Abstract: Generative adversarial networks (GANs) are able to model the complex highdimensional distributions of real-world data, which suggests they could be effective for anomaly detection. However, few works have explored the use of GANs for the anomaly detection task. We leverage recently developed GAN models for anomaly detection, and achieve state-of-the-art performance on image and network intrusion datasets, while being several hundred-fold faster at test time than the only published GAN-based method.

• The paper’s main contribution is the integration of an encoder with generator and discriminator to streamline anomaly detection.
• It eliminates expensive latent recovery, achieving up to 800x–900x faster inference on MNIST and KDD99 datasets.
• The method leverages feature-matching losses to outperform conventional approaches in both image and network intrusion tasks.

Efficient GAN-Based Anomaly Detection

The paper "Efficient GAN-Based Anomaly Detection" presents a method leveraging Generative Adversarial Networks (GANs) to enhance anomaly detection tasks. Traditional GANs are known for their ability to model complex, high-dimensional distributions, primarily with applications in image generation and processing. However, the utilization of GANs for anomaly detection has been less explored. This work introduces an efficient approach to anomaly detection, integrating GAN models to achieve competitive results on both image and network intrusion datasets, while significantly reducing computation time during inference.

Core Contributions

The primary contribution of this work is the development of an anomaly detection method that leverages recently developed GAN models, specifically incorporating an encoder alongside the generator and discriminator during the training phase. This strategy, inspired by BiGAN frameworks, eliminates the need for expensive optimization procedures traditionally required to recover latent representations for anomaly detection. The simultaneous learning of the encoder ensures that an encoded latent space can be efficiently navigated during the test phase.

Methodology

The paper outlines a method where GANs are adapted to learn both an encoder $E$ and a generator $G$, along with a discriminator $D$. This tri-model architecture allows the system to forgo the computational burden of recovering latent variables during testing, maintaining efficiency. During training, the encoder $E$ maps inputs to latent representations, while the generator $G$ and discriminator $D$ function as in a typical GAN setup, optimizing the loss function $V(D, E, G)$.

An anomaly score $A(x)$ is then calculated for input samples, derived from a convex combination of reconstruction loss and discriminator-based loss, allowing differentiation between normal and anomalous data.

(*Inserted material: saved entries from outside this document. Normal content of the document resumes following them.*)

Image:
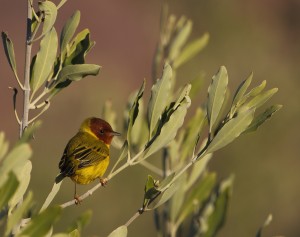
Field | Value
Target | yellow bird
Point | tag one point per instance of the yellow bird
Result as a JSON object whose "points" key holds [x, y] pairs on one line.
{"points": [[86, 156]]}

Performance is evaluated using image (MNIST) and network intrusion (KDD99) datasets.

Experimental Results

The experimental results showcase the efficiency and efficacy of this GAN-based anomaly detection model. For the MNIST dataset, the model outperforms existing methods such as AnoGAN and variational autoencoders, demonstrating superior classification capabilities with a significantly enhanced inference speed (approximately 800x faster). The feature-matching loss variant $L_D$ demonstrated improved performance, underlining the discriminator's role in capturing informative features for anomaly detection.

In the case of the KDD99 dataset, which involves high-dimensional network activity data, the proposed model also exhibits competitive performance against contemporary approaches, achieving higher recall and maintaining faster inference times (up to 900x faster than AnoGAN). This establishes the model's applicability beyond image data, extending to other data types in cybersecurity contexts.

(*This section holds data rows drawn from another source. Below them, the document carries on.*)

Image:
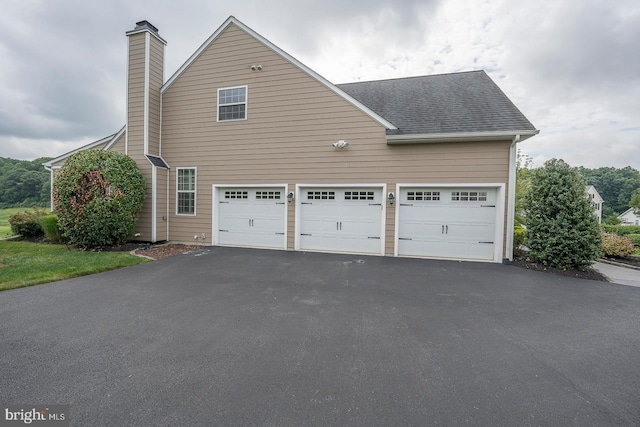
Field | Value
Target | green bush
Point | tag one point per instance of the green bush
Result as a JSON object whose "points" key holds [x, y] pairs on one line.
{"points": [[98, 196], [616, 246], [621, 230], [562, 231], [49, 224], [635, 238], [519, 234], [25, 223]]}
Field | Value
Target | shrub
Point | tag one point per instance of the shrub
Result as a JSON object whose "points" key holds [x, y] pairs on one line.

Implications and Future Work

This paper presents significant implications for both the theory and practice of anomaly detection. The use of GANs with jointly learned encoders represents a potent shift towards more efficient data processing workflows, highlighting the potential for GANs in real-time and large-scale anomaly detection applications. Moving forward, the authors suggest further exploration of diverse training strategies and the evaluation of encoder accuracies on detection performance. Such explorations could unearth more nuanced understandings and methodologies for GAN implementation in this domain.

In conclusion, this work effectively bridges the gap between GANs’ theoretical distribution modeling capabilities and their practical application in anomaly detection, opening avenues for future research and development in efficient machine learning systems for anomaly tasks.